On Technology: How Alexa Fits Into Amazon’s Prime Directive


Five years ago, few would have guessed that Amazon would already be ahead of the top tech companies vying to be leaders in home automation. But Jeff Bezos, the founder and chief executive of the company, has been shaping this vision since the earliest days of Amazon. I recently revisited “The Everything Store,” a 2013 book by Brad Stone about how Bezos transformed the start-up from an online bookstore into the e-commerce behemoth it is today. “Bezos’ long-term goal is to sell everything, everywhere,” Stone writes. “He will attempt to move faster, work his employees harder, make bolder bets and pursue both big inventions and small ones, all to achieve his grand vision for Amazon — that it be not just an everything store, but ultimately an everything company.”

The fact that I live in New York, a city that thrives on accessibility, might explain why I was slow to grasp the appeal of Alexa. Here we have bodegas on every corner, most open 24 hours, in case you need to pick up a roll of toilet paper or a bottle of hot sauce in the middle of the night. But most Americans don’t live with the luxury of that immediacy. I didn’t really understand this until the holidays, when I went home to visit my mom in Virginia and we ran out of seltzer. Carbonated water is not an essential item. But in that moment, it would have been easier to quickly tell Alexa to place an order for us and forget about it until it arrived two or three days later, rather than try to remember to pick up a case of Poland Spring the next time someone made the 20-minute drive to the store. That’s the entire enticing promise of Amazon and Alexa: a much more efficient and manageable life, one in which you can outsource mundane tasks while you do something more important, like spend time with your family.

It’s not hard to imagine that Alexa might be displaced as rivals introduce their own efforts. Facebook is working on an intelligent assistant, called Jarvis (named for the smart computer that helps Tony Stark, or Iron Man, navigate his surroundings), as is Microsoft. There are rumors that Apple is working on a major update for Siri. Google is currently Amazon’s closest competitor. The company has spent decades organizing the world’s information and learning about our habits and preferences in the process, so that it will one day know what we want even before we do. Search, then, will evolve away from the actual act of searching to the act of surfacing. The company is working on a version of artificial intelligence called Google Assistant to perfect that very ability.

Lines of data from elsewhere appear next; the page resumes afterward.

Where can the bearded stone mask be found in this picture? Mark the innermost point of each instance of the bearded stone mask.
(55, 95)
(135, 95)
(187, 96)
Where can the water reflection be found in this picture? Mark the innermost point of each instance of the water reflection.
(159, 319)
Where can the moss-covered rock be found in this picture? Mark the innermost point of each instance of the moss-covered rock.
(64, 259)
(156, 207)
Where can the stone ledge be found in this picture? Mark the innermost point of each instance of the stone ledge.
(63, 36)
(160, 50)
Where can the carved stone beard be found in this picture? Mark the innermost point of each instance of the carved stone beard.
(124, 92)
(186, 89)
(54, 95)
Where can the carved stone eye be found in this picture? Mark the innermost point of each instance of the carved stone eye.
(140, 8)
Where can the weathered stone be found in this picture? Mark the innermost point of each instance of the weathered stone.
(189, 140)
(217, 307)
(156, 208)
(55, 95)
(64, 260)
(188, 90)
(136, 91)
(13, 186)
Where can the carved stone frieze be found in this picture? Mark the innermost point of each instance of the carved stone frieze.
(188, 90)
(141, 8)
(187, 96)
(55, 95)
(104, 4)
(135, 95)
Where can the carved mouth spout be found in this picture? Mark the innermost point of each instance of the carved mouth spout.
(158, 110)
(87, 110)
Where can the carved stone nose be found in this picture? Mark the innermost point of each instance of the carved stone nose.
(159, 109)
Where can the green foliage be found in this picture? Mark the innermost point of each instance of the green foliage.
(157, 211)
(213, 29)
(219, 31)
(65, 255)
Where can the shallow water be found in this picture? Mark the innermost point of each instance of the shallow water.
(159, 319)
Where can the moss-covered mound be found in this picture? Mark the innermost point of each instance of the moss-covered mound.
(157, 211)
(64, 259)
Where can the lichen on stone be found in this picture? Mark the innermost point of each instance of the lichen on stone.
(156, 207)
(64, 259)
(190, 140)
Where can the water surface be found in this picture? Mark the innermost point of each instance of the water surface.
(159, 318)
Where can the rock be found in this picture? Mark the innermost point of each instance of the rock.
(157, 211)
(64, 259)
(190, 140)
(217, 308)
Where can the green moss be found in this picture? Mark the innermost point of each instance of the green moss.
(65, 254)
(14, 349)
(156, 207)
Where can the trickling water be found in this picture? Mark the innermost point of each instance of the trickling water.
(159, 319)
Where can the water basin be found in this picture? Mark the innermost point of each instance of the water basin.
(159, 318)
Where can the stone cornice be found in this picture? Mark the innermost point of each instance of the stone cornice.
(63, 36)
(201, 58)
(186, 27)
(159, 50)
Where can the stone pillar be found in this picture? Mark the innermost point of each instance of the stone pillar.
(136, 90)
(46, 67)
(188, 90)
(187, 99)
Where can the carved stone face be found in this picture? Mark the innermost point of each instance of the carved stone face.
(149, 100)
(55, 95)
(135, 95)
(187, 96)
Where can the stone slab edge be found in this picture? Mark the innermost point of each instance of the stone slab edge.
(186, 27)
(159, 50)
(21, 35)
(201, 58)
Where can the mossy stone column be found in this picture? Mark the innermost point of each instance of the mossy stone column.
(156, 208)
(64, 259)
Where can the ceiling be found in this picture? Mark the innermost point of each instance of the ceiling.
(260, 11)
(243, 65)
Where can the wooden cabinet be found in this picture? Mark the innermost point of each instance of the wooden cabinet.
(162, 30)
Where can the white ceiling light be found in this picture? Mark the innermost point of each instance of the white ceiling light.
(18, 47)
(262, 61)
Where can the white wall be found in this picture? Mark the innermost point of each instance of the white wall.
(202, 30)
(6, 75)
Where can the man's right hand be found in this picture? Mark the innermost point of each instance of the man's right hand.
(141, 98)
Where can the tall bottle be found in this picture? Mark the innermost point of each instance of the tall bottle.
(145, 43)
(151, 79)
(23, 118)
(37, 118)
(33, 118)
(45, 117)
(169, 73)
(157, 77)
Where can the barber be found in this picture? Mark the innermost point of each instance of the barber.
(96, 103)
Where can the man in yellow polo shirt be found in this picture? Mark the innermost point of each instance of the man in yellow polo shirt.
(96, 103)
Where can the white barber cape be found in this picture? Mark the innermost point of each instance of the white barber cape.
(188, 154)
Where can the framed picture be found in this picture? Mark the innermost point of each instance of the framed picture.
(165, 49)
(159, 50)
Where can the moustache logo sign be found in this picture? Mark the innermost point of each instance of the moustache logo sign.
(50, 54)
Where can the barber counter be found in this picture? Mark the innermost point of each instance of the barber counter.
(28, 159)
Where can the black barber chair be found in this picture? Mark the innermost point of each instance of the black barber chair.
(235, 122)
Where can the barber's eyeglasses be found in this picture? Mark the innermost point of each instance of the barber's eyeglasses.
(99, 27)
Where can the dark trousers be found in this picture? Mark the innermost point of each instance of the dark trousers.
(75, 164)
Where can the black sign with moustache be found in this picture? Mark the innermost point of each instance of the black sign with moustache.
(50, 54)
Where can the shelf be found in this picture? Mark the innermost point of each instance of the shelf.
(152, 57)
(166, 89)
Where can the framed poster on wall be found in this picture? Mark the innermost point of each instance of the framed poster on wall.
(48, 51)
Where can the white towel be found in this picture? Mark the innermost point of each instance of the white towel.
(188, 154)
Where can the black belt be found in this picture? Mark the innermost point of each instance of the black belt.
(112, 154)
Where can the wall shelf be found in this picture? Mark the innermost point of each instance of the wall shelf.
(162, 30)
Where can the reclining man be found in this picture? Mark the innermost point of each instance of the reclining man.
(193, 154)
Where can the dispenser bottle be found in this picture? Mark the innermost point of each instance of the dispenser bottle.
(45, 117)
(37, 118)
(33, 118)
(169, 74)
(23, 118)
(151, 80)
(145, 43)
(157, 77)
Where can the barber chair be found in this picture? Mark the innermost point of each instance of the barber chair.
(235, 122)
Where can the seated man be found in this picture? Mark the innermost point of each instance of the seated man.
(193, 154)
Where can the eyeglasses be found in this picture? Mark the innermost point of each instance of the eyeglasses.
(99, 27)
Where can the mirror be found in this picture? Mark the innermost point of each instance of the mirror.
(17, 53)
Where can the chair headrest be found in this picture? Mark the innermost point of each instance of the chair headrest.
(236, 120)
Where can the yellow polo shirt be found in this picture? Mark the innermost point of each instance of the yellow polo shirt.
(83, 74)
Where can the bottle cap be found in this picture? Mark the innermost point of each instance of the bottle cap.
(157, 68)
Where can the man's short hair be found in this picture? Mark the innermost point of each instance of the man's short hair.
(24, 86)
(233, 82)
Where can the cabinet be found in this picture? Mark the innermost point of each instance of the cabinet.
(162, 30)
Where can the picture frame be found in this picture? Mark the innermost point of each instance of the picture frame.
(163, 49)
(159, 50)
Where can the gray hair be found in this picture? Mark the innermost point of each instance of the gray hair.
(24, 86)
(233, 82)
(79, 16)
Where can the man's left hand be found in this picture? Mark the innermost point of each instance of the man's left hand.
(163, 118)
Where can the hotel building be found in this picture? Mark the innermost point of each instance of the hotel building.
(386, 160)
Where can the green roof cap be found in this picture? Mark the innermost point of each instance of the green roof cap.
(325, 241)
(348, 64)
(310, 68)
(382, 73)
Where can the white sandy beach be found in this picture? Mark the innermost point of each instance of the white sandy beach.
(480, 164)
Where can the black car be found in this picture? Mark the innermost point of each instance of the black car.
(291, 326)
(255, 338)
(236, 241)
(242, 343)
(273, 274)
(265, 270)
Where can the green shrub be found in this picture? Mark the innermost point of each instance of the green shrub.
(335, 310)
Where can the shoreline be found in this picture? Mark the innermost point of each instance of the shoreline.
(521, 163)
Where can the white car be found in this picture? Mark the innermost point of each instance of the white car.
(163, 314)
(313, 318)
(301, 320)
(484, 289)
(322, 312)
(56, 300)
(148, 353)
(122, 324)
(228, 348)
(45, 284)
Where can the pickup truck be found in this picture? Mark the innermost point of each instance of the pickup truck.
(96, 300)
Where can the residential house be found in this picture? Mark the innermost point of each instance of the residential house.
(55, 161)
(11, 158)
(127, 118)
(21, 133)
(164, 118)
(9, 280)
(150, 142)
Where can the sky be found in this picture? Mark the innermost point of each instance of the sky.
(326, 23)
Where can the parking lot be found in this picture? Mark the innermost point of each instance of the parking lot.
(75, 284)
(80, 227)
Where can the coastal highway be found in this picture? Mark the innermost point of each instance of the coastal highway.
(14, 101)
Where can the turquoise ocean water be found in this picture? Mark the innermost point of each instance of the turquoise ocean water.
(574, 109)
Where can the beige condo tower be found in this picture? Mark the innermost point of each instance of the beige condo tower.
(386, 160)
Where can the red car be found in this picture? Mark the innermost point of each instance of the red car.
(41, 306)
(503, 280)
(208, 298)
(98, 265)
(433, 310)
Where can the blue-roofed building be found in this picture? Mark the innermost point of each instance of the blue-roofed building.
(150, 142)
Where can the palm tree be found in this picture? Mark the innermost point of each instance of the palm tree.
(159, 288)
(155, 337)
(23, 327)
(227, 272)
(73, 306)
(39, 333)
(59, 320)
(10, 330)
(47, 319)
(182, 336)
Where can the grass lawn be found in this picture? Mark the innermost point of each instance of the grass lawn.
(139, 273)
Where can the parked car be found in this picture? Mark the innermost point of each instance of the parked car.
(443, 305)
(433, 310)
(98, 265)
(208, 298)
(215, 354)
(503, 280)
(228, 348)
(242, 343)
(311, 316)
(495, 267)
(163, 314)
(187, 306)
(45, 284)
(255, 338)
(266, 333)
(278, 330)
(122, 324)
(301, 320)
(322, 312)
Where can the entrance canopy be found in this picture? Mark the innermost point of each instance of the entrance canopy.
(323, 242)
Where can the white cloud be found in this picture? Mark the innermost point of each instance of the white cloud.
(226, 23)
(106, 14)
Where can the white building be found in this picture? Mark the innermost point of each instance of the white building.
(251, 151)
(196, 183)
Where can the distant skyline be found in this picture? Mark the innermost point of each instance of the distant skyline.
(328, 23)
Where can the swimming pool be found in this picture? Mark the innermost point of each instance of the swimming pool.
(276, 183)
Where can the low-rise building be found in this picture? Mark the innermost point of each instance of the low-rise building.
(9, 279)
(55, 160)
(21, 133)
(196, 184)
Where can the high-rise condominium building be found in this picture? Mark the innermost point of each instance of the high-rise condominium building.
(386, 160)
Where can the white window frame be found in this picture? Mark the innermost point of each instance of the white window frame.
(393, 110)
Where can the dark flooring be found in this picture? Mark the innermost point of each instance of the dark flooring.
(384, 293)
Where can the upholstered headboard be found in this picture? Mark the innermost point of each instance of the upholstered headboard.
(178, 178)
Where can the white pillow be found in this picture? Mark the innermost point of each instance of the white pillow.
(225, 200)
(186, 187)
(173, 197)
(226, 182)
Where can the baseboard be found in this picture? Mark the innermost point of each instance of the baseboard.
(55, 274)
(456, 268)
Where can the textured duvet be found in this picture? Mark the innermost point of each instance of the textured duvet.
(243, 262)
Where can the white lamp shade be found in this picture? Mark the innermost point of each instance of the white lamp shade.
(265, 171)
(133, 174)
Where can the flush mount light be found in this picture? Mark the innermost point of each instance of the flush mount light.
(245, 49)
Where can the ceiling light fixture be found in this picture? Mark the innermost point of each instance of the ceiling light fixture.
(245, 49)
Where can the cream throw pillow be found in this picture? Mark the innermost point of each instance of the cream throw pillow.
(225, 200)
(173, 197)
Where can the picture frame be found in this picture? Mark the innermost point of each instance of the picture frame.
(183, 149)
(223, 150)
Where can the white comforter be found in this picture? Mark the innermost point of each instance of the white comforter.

But while Google is working to anticipate your needs, Amazon is readying itself to be the only place you need to go to fulfill them. Thinking about Amazon’s restraints — the company has never tried to introduce a social network or an email service, for example — you can understand something about the future Amazon seems to envision: A time when no screen is needed at all, just your voice.

Anand Sanwal, the chief executive of CB Insights, a trend-forecasting start-up in New York, told me that Amazon has something that its competitors only dream of — consumer attention and trust. “In the last few years, Amazon has become the search engine for consumer products, instead of Google,” he said. “If you’re going to buy something, and you already have an Amazon account, you’re probably going to just buy it there. With Google, you still have to go to Amazon or Walmart.” Amazon is investing in supply trailers, drones and fulfillment centers to develop its own postal service and delivery system. And it’s still pushing its Dash buttons, those small pieces of hardware with one purpose: to order a single item from Amazon, like laundry detergent or dish soap. They seem unnecessary, until you consider them with all of Amazon’s other efforts: It’s not just an everything store, or even an everything company, but an everywhere (and anytime!) store.


Photo illustration by Adam Ferriss. Matthew Stockman/Getty Images.

The various products that Amazon is planning to roll out — including Pantry and Fresh, its grocery service — can be easily baked into default Alexa services. Restaurants, the company’s version of Seamless, already is. All this in turn brings in more money for Amazon. As Limp put it back in July: “The nice thing about the Amazon device business is that when we sell a device, generally people buy more bluejeans. And little black dresses. And shoes.”

There’s a theory that behavioral economists use to explain our consumption habits called “hyperbolic discounting,” which is the tendency to choose short-term rewards over long-term gains. The “marshmallow test” of the 1960s tested the ability of preschoolers to resist temptation — the titular marshmallow, within reach — with the promise that they would be rewarded with two if they waited. In the experiment’s most popular interpretation, those who had self-control grew up to be much more successful than those who did not. It is one of the most formative studies in self-control and how people make decisions. Alexa is the ultimate marshmallow test, and most of us are failing. We are being conditioned, as a population, to never wait, to never delay our gratification, to accept thoughtless, constant consumption as the new norm. But how we think about consumption and willpower carry enormous implications for the environment and the culture of society as a whole. Think about that the next time you ask Alexa to order you another roll of toilet paper.

Correction: January 26, 2017
An earlier version of this article misstated the total number of marshmallows offered to the preschool subjects of the “marshmallow test” of the 1960s. If the subjects could resist the temptation of a single marshmallow, they were rewarded with one more — not two more.